At this time no permanent, high-level radioactive waste disposal site is available for spent-fuel rods. With the completion of reracking activities, Connecticut’s Millstone nuclear facilities are expected to be able to operate throughout the end of their license periods, managing the full content of their respective reactor cores at on-site spent-fuel pools.
Connecticut’s primary method for management of low-level radioactive waste is to transport such waste out-of-state. However, the status for long-term access to a low-level radioactive waste disposal site in Barnwell, South Carolina, and the Envirocare facility in Utah is uncertain for long-term disposal. Physical burial capacity at the Barnwell facility is currently projected at 18 to 20 years. As a contingency, NU has the ability to temporarily store low-level radioactive waste at its nuclear sites for approximately five years. NU is continuing to work on a program to reduce the volume of low-level radioactive waste to extend the life of its storage facilities. In addition, existing low-level radioactive waste management methods, including retrievable storage techniques, are being investigated for their technological, economical, and political merits.
Decommissioning for Conn Yankee began in January 1997, and is expected to be completed by the year 2003. Decommissioning for all three of the reactors at Millstone Station is expected to begin when their licenses expire and be completed by the year 2033. Estimated costs for decommissioning the nuclear units are: Conn Yankee, $340 million (1993 dollars); Millstone 1, $361.2 million (1996 dollars); Millstone 2, $320.1 million (1996 dollars); and Millstone 3, $426.7 million (1996 dollars).
FOSSIL FUEL GENERATION
Coal
Fossil fuels including coal, petroleum, and natural gas make up the largest remaining portion of the State's electric fuel supply mix. Coal is more available than oil and natural gas, with current world reserves totaling over 200 years based on the world's 1994 consumption levels. Despite this apparent benefit of supply, coal is not immediately being considered as a supply-side fuel due largely to the relative expense of installation costs, and to the concern for control of unhealthful air emissions, including possible future carbon dioxide regulations. However, with the United States in possession of approximately 24 percent of world's current estimated total recoverable coal, it may be a fuel supply option that will not be ruled out of future forecasts.
Crude Oil
New crude oil-based generation has been largely ruled out for future new supply due in part to the historic and potential volatility of the crude oil market. The United States holds an estimated two percent of the world’s known oil reserves expected to last 41 to 45 years based on 1994 consumption levels.

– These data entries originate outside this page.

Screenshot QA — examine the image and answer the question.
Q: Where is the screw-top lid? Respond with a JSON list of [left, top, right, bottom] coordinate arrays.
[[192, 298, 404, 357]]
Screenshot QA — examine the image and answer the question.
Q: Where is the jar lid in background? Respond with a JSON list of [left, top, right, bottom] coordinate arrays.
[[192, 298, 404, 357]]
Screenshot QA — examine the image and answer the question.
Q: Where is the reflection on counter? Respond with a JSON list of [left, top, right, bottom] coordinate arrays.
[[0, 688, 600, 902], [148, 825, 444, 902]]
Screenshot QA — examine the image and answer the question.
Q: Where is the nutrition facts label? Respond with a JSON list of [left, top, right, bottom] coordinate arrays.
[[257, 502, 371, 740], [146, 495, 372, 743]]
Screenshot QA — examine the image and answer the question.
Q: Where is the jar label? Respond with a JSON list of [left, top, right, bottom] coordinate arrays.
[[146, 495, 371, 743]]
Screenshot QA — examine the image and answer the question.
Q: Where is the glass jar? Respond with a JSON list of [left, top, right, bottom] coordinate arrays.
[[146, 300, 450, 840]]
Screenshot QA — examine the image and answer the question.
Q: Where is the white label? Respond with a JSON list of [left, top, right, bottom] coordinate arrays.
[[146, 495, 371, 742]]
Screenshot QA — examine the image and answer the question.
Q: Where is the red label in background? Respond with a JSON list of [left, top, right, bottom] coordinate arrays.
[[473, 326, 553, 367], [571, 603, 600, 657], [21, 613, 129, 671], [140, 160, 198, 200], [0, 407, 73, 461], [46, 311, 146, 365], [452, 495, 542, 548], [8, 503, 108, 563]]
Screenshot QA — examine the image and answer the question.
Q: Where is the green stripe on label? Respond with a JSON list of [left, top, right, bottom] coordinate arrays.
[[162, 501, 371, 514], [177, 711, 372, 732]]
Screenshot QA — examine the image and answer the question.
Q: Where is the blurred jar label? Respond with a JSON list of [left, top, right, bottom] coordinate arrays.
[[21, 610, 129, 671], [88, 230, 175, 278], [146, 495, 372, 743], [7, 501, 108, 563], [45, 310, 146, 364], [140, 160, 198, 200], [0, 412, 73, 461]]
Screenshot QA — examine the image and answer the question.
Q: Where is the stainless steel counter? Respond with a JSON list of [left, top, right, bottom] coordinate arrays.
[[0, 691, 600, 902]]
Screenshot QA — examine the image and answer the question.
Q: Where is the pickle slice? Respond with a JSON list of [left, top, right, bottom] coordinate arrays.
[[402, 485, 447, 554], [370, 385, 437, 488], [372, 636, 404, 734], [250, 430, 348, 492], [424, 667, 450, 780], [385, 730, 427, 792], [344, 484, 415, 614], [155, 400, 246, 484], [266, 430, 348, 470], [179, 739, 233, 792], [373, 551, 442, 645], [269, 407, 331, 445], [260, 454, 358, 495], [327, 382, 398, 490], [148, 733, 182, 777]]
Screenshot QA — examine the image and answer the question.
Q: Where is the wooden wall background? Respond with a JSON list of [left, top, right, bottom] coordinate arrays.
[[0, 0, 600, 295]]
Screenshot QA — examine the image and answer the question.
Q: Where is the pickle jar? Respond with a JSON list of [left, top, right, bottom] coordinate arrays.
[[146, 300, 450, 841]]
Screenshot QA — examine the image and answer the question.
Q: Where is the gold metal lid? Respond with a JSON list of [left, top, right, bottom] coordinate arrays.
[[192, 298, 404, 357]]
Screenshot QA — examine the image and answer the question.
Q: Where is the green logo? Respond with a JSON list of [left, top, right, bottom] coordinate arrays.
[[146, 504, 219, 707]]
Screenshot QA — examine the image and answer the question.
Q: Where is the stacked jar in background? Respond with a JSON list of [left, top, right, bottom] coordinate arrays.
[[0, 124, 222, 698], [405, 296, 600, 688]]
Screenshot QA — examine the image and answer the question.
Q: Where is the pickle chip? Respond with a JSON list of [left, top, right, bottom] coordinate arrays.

Approximately 60 percent of the United States’ oil is imported, making the United States’ supply of crude oil potentially vulnerable to market manipulation by foreign nations. Although the current price of oil is low when compared to other fuel types, Connecticut utilities have made an attempt to diversify their fuel mix away from crude oil. On a nationwide basis, crude oil contributes to less than 2.2 percent of the kilowatt hours sold. However, as shown in Figure 1, the State’s capacity relies on crude oil for approximately 44 percent of the current overall State fuel mix.
Natural Gas
Natural gas is expected to be the fuel used for electric generation to meet sulfur dioxide standards and other limitations set by the CAAA. Although natural gas has become more available, current reserves are anticipated to last for the next 65 years at 1994 consumption levels. Furthermore, the majority of world resources are controlled by OPEC and countries in the former Soviet Union. Although new sources of natural gas and more efficient ways of extracting it may expand supplies, increased usage of this finite resource must be carefully planned to avoid ill-fated long-term dependence. While natural gas is considered attractive for new generation, generation facility location, size, and function remain to be determined. Additionally, it is less clear if natural gas generation will be able to economically meet future carbon dioxide and nitrogen oxide CAAA standards and how competition for natural gas by non-utility users will affect the supply of natural gas to fuel electric facilities.
HYDROELECTRIC GENERATION
Connecticut's hydroelectric generation including pumped storage facilities consist of approximately 165 MW from 29 facilities. Hydro-power, long considered to be an environmentally acceptable source of power, has recently come under increased scrutiny by environmental advocacy groups, whose concerns include the effects of dams on water quality, fish population, and wildlife habitats. Consequently, while hydro-power may be considered a clean and renewable energy source, development of any additional large units in Connecticut would likely be limited by these constraints and relative cost.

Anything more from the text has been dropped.